A similar command that outputs a similar result to the previous wc command is the egrep command. This command will output the number of files in the current directory. The command is:

ls -l . | egrep -c '^-'

and returns the number of files in the directory where you run this command. It works very similarly to the previously explained wc command.

Count files in a directory recursively with the find command

If you want to count the number of files in a certain directory, AND all the other files within the directories that are in that parent directory, you can use the find command:

find directoryName -type f | wc -l

So, for example, if:

  • /etc/opt/random had 26 files
  • /etc/opt/random/new had 10 files
  • /etc/opt/random/old had 5 files

Running this command:

find /etc/opt/random -type f | wc -l

Would return a result of “41”.  Which is 26+10+5.

“-type f” is used to only count files.

If you’d like to count the files in the current directory (the directory you’re in), just replace the directoryName with a dot, like so:

find . -type f | wc -l

Count files and directories using the tree command

The tree command might not be installed by default on your distro. You can install it by running

  • “apt install tree” for Ubuntu/Debian
  • “dnf install tree” for CentOS/Fedora

The basic syntax of the command is

tree directoryName

It returns a list of all the files and directories in a directory with their hierarchy.

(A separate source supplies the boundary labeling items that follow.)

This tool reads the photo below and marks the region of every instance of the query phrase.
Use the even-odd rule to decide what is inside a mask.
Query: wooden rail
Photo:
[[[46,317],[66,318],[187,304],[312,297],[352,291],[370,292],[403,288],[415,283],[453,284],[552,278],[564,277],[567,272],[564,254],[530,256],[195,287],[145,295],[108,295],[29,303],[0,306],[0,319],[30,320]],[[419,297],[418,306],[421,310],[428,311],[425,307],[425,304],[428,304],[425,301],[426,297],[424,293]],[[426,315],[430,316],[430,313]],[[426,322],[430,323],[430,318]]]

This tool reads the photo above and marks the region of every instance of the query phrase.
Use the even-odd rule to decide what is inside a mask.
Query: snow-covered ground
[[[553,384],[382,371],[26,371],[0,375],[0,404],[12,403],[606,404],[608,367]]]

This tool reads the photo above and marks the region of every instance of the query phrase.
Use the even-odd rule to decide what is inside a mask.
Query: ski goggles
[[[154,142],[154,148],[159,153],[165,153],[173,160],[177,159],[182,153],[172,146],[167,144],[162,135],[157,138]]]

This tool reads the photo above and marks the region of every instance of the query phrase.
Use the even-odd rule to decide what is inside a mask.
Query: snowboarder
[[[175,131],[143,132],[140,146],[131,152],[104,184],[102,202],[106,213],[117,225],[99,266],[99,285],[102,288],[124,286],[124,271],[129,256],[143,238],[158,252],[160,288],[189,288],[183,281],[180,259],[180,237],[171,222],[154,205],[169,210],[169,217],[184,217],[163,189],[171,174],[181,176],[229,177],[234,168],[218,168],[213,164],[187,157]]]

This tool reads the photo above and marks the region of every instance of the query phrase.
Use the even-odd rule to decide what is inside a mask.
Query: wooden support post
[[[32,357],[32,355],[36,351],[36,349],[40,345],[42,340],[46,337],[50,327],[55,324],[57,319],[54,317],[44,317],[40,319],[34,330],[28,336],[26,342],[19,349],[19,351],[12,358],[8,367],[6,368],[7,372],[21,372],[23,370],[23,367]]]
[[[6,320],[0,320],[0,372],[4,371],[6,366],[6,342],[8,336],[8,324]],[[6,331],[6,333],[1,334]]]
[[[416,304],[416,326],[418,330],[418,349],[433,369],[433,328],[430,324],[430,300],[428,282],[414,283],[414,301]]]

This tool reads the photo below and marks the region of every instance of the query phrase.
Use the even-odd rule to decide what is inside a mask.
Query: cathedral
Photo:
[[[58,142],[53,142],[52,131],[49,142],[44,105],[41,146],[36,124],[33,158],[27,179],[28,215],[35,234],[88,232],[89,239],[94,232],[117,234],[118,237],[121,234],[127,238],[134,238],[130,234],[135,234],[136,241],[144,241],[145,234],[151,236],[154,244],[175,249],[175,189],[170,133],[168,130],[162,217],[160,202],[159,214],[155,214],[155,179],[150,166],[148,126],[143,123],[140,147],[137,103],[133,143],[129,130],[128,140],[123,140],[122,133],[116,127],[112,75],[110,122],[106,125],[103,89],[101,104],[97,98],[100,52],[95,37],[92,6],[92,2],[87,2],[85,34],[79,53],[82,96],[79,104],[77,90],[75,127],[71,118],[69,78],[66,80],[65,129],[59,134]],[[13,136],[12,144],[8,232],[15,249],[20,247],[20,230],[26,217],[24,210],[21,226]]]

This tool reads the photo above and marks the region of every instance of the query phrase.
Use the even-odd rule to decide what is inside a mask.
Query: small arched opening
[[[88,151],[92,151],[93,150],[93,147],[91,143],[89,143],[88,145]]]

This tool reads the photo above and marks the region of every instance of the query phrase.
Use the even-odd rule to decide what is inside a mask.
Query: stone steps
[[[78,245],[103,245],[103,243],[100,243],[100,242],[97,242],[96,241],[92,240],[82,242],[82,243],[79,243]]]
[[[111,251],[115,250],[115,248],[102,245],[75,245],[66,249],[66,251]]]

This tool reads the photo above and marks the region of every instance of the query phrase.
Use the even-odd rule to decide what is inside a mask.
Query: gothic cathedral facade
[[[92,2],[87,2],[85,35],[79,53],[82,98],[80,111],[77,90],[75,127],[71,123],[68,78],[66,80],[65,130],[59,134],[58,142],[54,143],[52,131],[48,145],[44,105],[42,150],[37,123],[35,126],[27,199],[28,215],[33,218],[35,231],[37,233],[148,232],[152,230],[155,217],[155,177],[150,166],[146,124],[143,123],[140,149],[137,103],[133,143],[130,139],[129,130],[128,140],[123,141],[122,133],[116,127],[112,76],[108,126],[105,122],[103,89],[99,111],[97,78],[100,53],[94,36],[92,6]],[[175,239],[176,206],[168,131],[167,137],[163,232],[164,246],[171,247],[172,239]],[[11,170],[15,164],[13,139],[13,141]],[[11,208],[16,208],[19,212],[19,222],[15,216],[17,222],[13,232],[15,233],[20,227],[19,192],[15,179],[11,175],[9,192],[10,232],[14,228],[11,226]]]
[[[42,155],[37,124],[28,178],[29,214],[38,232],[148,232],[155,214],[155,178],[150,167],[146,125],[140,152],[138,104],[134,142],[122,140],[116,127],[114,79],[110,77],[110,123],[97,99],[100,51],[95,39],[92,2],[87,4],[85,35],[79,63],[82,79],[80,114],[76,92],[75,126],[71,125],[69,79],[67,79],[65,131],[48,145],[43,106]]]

So if you run the tree command for the random directory from our examples:

tree /etc/opt/random

You’d get this result:

├── 10notes.txt
├── 11notes.txt
├── 12notes.txt
├── 13notes.txt
├── 14notes.txt
├── 15notes.txt
├── 16notes.txt
├── 17notes.txt
├── 18notes.txt
├── 19notes.txt
├── 1notes.txt
├── 20notes.txt
├── 21notes.txt
├── 22notes.txt
├── 23notes.txt
├── 24notes.txt
├── 25notes.txt
├── 26notes.txt
├── 2notes.txt
├── 3notes.txt
├── 4notes.txt
├── 5notes.txt
├── 6notes.txt
├── 7notes.txt
├── 8notes.txt
├── 9notes.txt
├── new
│   ├── 10notes2.txt
│   ├── 1notes2.txt
│   ├── 2notes2.txt
│   ├── 3notes2.txt
│   ├── 4notes2.txt
│   ├── 5notes2.txt
│   ├── 6notes2.txt
│   ├── 7notes2.txt
│   ├── 8notes2.txt
│   └── 9notes2.txt
└── old
├── 1notes3.txt
├── 2notes3.txt
├── 3notes3.txt
├── 4notes3.txt
└── 5notes3.txt

2 directories, 41 files

The last line of the output of this command will be the number of directories and files in that directory.

The tree command has more options you can use, like:

  • tree -h to display the size
  • tree -a to display and count all the files, including the hidden ones
  • tree -d to display and count the directories only.
  • tree –help to get more explanations and help with the tree command

Count a large number of files in a directory

If you had a directory with thousands of files in it, like 100000+ files, it might take longer to execute the standard “ls -1 | wc -l” command. To make it quicker (and make the command do less work), you need to use:

ls -f | wc -l

By default, ls sorts the directories and files. This can take a while if you have thousands of files. If you use the -f option, you’ll disable sorting. This command will also count hidden files.

Count and display the number of files in all directories

If you’d want to count and display the number of files in all (sub)directories within the current directory, use this command:

du -a | sed '/.*\.\/.*\/.*/!d' | cut -d/ -f2 | sort | uniq -c

If you run this command in the /etc/opt/random folder from our previous examples, you’d get this result:

10 new
5 old

Conclusion on finding and counting files in a directory on Linux

These were just a few examples of some of the commands you can use on Linux (any distro) to count files in a directory. There are more commands you can use, and there are more examples and use cases, but these will cover most of your needs, especially if you are a beginner.